1 「妙な連中ばかりさ。俺以外の黒人もだ」
夜道に迷った黒人男性が、ゆっくりと歩調に合わせて走る不審な車に気づき、最初は知らん顔して歩き続けようとしたが、「襲われたら最後だ。逃げるぞ」と呟き、来た道を戻るが、何者かに襲われ車で連れ去られた。
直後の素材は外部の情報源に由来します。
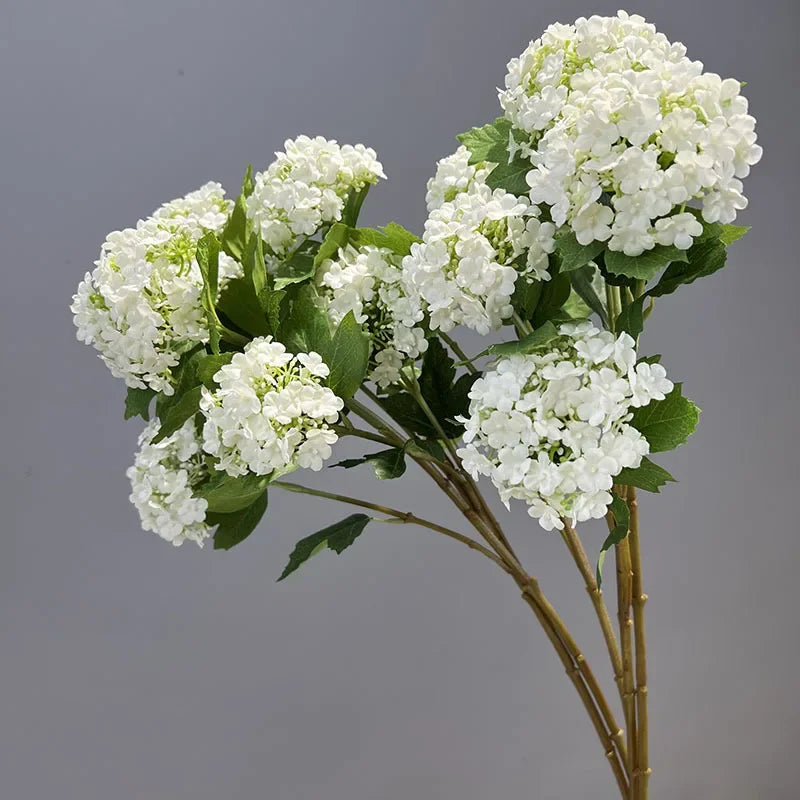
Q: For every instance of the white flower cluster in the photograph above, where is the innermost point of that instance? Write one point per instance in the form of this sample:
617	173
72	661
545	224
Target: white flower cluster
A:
307	186
551	429
369	282
625	129
163	479
141	306
270	412
474	249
カメラマンのクリス・ワシントン(以下、クリス)は、恋人ローズ・アーミテージ(以下、ローズ)の両親に紹介されるために、出かける支度をしながら、自分が黒人であることを話したかとローズに問う。
「両親に反対され、銃で追い返されるかも」
「オバマに3期目があればパパは投票してる。熱心な支持者よ…パパ、ただ社交的じゃないだけ。差別主義者じゃない」
ローズの運転で実家に向かう森の中の道を走っていると、横切ってきた鹿と衝突して衝撃を受け、ローズは車を停止した。
クリスは森の中で鹿が横たわるのを見て、かつて交通事故で喪った母親のことを思い出し、物思いに耽っている。
警察官が運転していなかったクリスにまで免許証の提示を求めてきたので、ローズは言われた通り出そうとするクリスを止めさせ、その必要ないと抗議してクリスを守る。
再び運転して実家に着くと、ローズの脳神経外科医の父・ディーンと、精神科医の母・ミッシーはクリスをハグして歓待し、ディーンは家の中をクリスに案内して回る。
そこで、壁に飾ってある家族写真を差しながら、祖父がアスリートで、最終選考で敗北したJ・オーエンスがベルリン五輪大会で優勝し、その会場にはヒトラーがいたと話す。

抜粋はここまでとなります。